Energy

Invention of the steam turbine

How a steam turbine was invented

Frequently in the history of engineering researches in one sphere were carried out by scientists from different countries simultaneously and independently from each other. The development of steam turbine is a perfect example of such “international cooperation”.

The first step in the development of new technical equipment, competing with steam engine, was made by Swedish engineer Carl Gustav Patrick Laval (1845-1913).

He was of French ancestry, but his forefathers left France already in XVI century, escaping from religious pursuit. Due to his penetrating mind and no mean abilities Laval straight after finishing education in Upsalskiy University admirably defended the doctoral dissertation. Improvements in chemical and mining technologies were his first inventions. The engineer got several dozens of patents for these inventions. In 1878 year Laval constructed a cream separator (lat. Separator). The principle of operation is simple. Container with milk should circulate with speed more than 100 revolution per second. Centrifugal force throw the water to the sides of the container, lighter fat is concentrated in the centre and finally cream and semi-skimmed milk are separated. But how the necessary speed can be obtained? In search of the answer for this question the scientist invented a steam turbine. It was constructed in 1889 year.

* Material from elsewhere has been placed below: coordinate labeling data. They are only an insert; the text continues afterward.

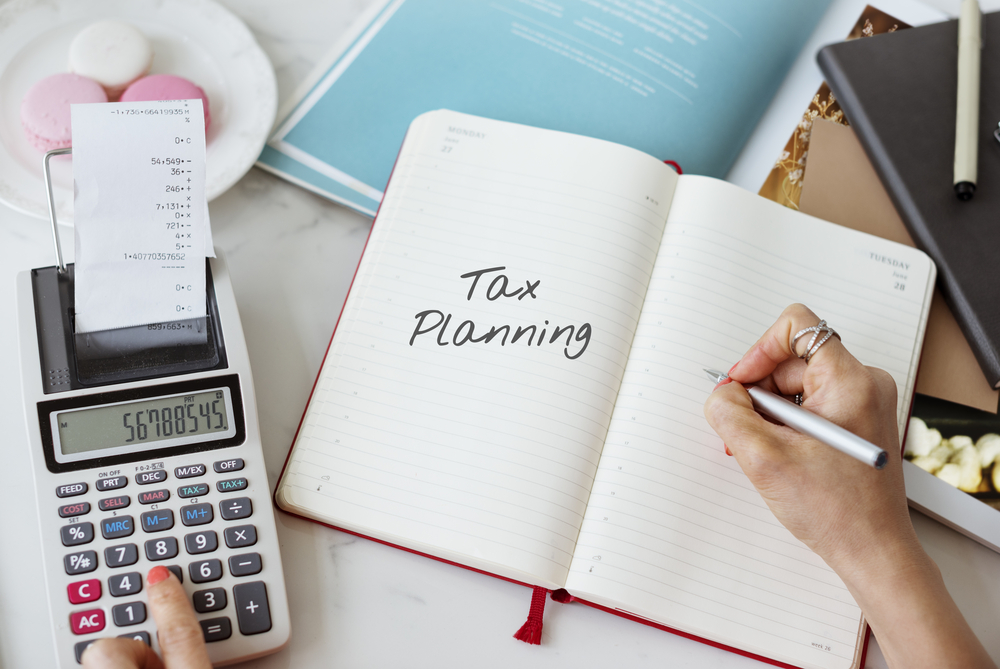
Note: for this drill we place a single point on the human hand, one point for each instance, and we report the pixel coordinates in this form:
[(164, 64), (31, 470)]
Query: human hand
[(839, 507), (855, 517), (178, 631)]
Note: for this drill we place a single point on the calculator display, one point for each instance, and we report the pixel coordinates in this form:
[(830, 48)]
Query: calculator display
[(164, 421)]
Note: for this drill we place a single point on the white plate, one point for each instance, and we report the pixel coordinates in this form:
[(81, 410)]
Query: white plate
[(196, 39)]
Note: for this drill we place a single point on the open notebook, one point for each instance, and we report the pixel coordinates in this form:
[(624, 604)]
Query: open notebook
[(515, 383)]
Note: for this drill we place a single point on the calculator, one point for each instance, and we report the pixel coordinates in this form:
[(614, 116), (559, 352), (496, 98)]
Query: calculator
[(146, 451)]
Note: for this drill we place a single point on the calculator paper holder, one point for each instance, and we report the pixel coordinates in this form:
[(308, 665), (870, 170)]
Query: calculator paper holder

Laval’s steam turbine is a wheel with paddles. A blast of steam appearing in the boiler wallows from a pipe (orifice), presses on the blades and spins away the wheel.

Experimenting with various pipes for steam supply the constructor came to a conclusion that they should be cone-shaped. Laval’s orifice which is being applied even today appeared the following way (patent was registered in 1889 year). He made this important scientific discovery more like intuitively; a few more decades passed before theorists proved that particularly this form of orifice shows the best result. The next step in turbines’ development was made by an inventor from England – Charles Algernon Parsons (1854-1931). When Laval was already developing the turbine, Parsons was only a student of the Cambridge University. He got a miscellaneous education as intended for the representative of an aristocratic family (his father lord Ross was a well-known astronomer and public person). He started working with turbines in 1881 year and 3 years later he owned a patent for his construction. Parsons connected a steam turbine with generator of electrical energy. Due to the turbine it became possible to produce the electricity and this heighten public interest in steam turbines. Parsons created the most perfect reactive multistage turbine for those times as the result of 15 years of researches carried out. He made a few inventions that raised efficiency of this device (he improved the construction of seal, bonding technique of the blades, regulating system of rate speed).

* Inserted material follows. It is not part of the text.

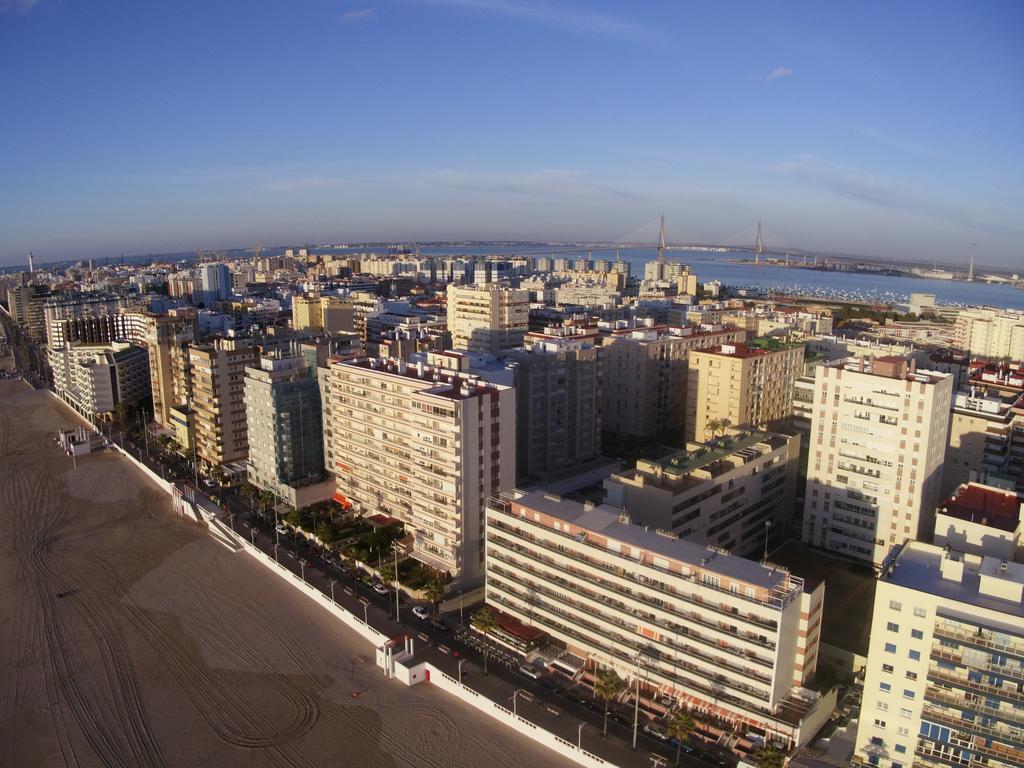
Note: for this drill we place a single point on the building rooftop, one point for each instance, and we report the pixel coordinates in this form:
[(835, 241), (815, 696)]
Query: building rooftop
[(972, 580), (612, 523), (715, 457), (985, 506), (437, 381)]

Soon French scientist Opost Rato (1863-1930) generalized the available experience and created a complex theory of rotodynamic machines. He developed an original multistage turbine successfully demonstrated at the exhibition held in Paris, the capital of France in 1900 year. Rato calculated an optimal pressure drop for each stage of the turbine which provided a high total efficiency factor of the machine. Science 1900 year well-known company “West-Ingauz” started production of a new system of turbines invented by American inventor Glenn Curtis (1879-1954). The rate of turn of the turbine was lower and the steam energy was used better. Due to this turbines constructed by Curtis were smaller and more reliable. One of the main fields of application of the steam turbines is the propulsion device of the ships. The first ship with steam turbine engine -the ship “Turbinia”, constructed by Parsons in 1894 year, accelerated up to 32 knots (about 59 km/h). Science 1900 turbines were installed on the torpedo boats, and after 1906 year all large warships were rigged with turbomotors. Also in 1906 year two large passenger transatlantic liners with turbine installations “Lusitania” and “Mauritania” were floated out.